All subjects were instrumented in a similar fashion by the same operator. Height and weight were measured, and body mass index was calculated. During instrumentation, all subjects lay supine on an electronic motorized tilt table (Colin Medical Instruments Corp., San Antonio, TX) with a footboard. An electrocardiograph measured HR from the beat-to-beat cardiac electrical interval. Beat-to-beat BP was monitored by a volume clamp method using finger arterial plethysmography (Finometer; FMS, Amsterdam, the Netherlands) on the right middle or index finger and corrected for tilt angle using ModelFlow software. Finometer data were calibrated to brachial artery pressure and intermittently checked against oscillometric BP measurements.

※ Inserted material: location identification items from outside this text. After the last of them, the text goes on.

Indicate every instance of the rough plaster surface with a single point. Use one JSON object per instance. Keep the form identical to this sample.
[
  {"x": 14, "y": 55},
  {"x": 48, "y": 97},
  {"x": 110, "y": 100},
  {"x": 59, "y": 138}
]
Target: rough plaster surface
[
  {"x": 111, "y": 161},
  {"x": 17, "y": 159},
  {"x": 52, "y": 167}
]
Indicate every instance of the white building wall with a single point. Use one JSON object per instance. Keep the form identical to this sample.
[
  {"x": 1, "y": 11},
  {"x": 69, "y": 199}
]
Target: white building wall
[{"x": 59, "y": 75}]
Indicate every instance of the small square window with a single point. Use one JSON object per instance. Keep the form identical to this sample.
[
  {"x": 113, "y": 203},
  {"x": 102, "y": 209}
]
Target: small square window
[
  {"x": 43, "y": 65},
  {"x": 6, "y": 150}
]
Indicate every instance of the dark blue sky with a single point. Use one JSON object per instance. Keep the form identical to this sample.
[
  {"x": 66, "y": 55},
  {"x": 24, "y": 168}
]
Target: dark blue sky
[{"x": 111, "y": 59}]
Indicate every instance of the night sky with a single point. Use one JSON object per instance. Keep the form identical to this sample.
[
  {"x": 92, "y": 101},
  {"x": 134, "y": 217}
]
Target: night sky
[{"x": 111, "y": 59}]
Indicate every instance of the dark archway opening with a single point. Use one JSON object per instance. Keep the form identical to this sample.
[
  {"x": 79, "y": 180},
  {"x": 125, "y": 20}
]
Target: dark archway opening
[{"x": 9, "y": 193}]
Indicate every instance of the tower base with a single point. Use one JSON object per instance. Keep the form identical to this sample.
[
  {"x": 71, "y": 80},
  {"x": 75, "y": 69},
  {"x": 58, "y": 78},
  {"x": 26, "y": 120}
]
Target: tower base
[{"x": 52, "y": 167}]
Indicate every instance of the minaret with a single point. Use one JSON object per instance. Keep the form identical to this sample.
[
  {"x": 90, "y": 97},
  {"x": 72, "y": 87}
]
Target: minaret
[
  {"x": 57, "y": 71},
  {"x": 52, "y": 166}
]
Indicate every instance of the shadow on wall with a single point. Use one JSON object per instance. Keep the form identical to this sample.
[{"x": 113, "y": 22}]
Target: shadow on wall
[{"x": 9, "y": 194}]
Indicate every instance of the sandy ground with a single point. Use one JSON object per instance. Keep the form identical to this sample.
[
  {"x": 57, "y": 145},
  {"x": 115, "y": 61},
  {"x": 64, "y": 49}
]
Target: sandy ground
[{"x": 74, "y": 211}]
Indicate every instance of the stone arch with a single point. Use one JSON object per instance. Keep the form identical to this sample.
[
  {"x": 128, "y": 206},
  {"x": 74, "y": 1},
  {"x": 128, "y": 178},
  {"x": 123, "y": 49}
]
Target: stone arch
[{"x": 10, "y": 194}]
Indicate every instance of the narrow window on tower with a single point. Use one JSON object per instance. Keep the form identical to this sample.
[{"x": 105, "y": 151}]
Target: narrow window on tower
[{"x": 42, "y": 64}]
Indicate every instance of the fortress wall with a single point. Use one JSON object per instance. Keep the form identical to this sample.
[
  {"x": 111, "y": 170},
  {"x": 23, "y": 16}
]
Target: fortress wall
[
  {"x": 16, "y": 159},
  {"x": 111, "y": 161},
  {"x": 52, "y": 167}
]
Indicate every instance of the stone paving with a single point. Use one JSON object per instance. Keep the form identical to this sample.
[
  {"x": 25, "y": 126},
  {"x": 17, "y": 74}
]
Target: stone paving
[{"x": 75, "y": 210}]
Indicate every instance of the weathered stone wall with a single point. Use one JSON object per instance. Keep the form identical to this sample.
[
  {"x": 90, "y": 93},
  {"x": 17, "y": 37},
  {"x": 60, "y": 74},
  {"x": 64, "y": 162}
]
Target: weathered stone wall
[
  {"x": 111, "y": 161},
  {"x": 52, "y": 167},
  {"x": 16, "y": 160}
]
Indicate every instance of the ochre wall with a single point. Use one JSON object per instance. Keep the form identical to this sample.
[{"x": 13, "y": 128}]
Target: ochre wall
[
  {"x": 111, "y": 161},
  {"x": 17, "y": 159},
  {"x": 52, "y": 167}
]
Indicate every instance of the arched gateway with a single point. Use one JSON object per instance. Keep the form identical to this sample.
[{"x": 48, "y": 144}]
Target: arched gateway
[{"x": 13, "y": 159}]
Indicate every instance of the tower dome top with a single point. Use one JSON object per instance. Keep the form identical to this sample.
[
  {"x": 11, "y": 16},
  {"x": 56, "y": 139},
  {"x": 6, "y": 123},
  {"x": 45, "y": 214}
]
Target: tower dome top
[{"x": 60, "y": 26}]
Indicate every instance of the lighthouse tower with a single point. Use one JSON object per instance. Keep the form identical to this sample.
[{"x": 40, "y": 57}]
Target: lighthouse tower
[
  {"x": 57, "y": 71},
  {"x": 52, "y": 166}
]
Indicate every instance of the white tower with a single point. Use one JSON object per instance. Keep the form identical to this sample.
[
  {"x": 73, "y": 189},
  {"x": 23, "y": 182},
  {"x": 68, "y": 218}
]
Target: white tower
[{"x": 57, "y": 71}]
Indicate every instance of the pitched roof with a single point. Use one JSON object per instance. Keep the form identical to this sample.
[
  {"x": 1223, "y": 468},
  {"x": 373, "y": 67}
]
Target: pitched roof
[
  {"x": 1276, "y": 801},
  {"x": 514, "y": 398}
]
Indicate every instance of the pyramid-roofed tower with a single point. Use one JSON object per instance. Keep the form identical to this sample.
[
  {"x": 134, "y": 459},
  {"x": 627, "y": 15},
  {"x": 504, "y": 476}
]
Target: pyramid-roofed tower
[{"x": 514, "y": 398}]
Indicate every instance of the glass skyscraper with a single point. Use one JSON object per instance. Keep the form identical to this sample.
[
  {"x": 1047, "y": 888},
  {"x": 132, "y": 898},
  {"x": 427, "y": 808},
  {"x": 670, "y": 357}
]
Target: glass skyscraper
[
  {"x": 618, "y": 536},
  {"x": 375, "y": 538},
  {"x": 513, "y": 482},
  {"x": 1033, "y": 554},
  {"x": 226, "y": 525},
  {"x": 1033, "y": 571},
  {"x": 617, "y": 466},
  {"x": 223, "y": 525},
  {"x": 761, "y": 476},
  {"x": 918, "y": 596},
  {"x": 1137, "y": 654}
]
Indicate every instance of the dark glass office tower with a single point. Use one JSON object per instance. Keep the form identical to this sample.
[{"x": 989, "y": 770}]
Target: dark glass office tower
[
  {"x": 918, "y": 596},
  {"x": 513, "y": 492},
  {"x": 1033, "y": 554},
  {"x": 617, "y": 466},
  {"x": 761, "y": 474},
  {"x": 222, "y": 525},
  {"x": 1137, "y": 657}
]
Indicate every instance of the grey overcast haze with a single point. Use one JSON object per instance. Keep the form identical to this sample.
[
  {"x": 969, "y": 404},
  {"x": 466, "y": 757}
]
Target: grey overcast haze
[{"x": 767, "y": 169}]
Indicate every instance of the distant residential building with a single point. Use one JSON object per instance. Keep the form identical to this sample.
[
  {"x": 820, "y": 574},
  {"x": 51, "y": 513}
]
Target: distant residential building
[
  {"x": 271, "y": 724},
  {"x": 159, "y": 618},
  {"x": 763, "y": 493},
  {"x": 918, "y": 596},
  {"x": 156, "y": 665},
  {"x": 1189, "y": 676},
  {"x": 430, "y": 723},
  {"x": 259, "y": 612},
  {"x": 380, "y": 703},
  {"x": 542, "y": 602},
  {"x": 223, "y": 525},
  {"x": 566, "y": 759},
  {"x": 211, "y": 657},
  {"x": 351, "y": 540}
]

The Finometer uses the Modelflow algorithm to estimate beat-to-beat CO by pulse-wave analysis (15). Before experiments began, Modelflow CO was calibrated against an Innocor inert gas rebreathing CO measurement (Innovision, Denmark) while supine. We computed systemic vascular resistance (SVR) by dividing the time average arterial pressure [mean arterial pressure (MAP)] by the Modelflow CO averaged over each cardiac cycle. The first value of SVR was also calculated by measuring a manual BP, calculating the estimated MAP from the formula MAP = (systolic BP + 2diastolic BP)/3, and dividing that result by the measured (supine) CO. Thereafter, continuous SVR was calculated from Modelflow data. To estimate TV, respiratory plethysmography (Respitrace, NIMS Scientific, Miami Beach, FL) calibrated by measurements made using a pneumotachogram (Hans Rudolph, Shawnee KS) and nasal cannula capnography combined with a pulse oximeter (Smith Medical PM, Waukesha, WI) measured respiration, end tidal CO2 (ETCO2), and oxygen saturation. Transcranial Doppler (TCD) (Neurovision; Multigon, Yonkers, NY) measured CBFv of the left middle cerebral artery (MCA) using a 2-MHz probe fixed to the subject’s head by a custom-made headband. Signals were acquired at 200 samples/s, multiplexed, and A/D-converted using custom software. These measurements are routine during our tilt table studies.
Protocol.
Subjects arrived at 9:30 AM. Following instrumentation, subjects remained awake and supine for 30 min to acclimate. Baseline data was comprised of continuously measured HR, BP, RR, TV, expiratory minute volume (V̇e), ETCO2, CO, SVR, and CBFv. For purposes of comparison, we used averaged data for the 10 min immediately preceding tilt to determine baseline supine values. Mean ETCO2 over the last 10 min of the rest period was defined as baseline CO2 for each subject throughout the protocol.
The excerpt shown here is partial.